Le prestazioni buone ma imperfette di molti modelli sono uno dei risultati dello studio che più incuriosisce il Dr. Kriegeskorte. “Capire perché esiste questo divario e perché alcuni modelli superano altri può favorire il progresso con i modelli linguistici”, ha affermato.
Un’altra domanda chiave per il gruppo di ricerca è se i calcoli nei chatbot di intelligenza artificiale possano ispirare nuove domande e ipotesi scientifiche che potrebbero guidare i neuroscienziati verso una migliore comprensione del cervello umano. Il modo in cui funzionano questi chatbot potrebbe indicare qualcosa sui circuiti del nostro cervello?

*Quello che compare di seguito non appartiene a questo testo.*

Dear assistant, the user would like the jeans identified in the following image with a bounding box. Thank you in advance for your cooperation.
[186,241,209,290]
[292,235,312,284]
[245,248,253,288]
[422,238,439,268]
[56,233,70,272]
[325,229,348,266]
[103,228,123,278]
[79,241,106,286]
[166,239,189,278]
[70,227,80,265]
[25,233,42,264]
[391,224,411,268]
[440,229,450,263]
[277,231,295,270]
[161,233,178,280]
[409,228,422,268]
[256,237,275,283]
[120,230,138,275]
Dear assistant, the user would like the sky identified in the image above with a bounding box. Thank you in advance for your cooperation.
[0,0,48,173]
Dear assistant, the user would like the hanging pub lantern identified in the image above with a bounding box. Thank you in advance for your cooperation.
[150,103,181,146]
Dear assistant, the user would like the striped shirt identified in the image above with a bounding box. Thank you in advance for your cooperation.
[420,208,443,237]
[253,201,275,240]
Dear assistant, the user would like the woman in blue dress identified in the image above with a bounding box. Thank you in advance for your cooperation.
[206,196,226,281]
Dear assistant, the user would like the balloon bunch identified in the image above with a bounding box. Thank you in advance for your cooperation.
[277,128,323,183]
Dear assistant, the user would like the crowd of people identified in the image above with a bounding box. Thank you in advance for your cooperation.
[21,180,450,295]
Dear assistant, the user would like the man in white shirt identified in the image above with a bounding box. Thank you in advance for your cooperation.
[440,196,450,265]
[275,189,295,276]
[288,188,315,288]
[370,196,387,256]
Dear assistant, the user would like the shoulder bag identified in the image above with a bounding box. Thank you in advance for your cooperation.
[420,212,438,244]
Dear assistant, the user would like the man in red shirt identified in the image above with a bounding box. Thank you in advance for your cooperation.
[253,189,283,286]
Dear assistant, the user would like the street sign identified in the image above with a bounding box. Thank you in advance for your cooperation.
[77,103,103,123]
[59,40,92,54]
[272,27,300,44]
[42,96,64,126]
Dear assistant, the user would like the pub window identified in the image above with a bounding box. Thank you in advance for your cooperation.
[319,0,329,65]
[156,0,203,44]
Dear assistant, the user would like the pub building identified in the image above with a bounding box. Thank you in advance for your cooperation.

Un’ulteriore analisi dei punti di forza e dei difetti dei vari chatbot e dei loro algoritmi sottostanti potrebbe aiutare a rispondere a questa domanda.
“In definitiva, siamo interessati a capire come pensano le persone”, ha affermato Tal Golan, PhD, autore corrispondente dell’articolo che quest’anno è passato da una posizione post-dottorato presso lo Zuckerman Institute della Columbia per avviare il proprio laboratorio presso l’Università Ben-Gurion del Negev in Israele. “Questi strumenti di intelligenza artificiale sono sempre più potenti, ma elaborano il linguaggio in modo diverso rispetto a noi. Confrontare la loro comprensione del linguaggio con la nostra ci offre un nuovo approccio al modo di pensare”.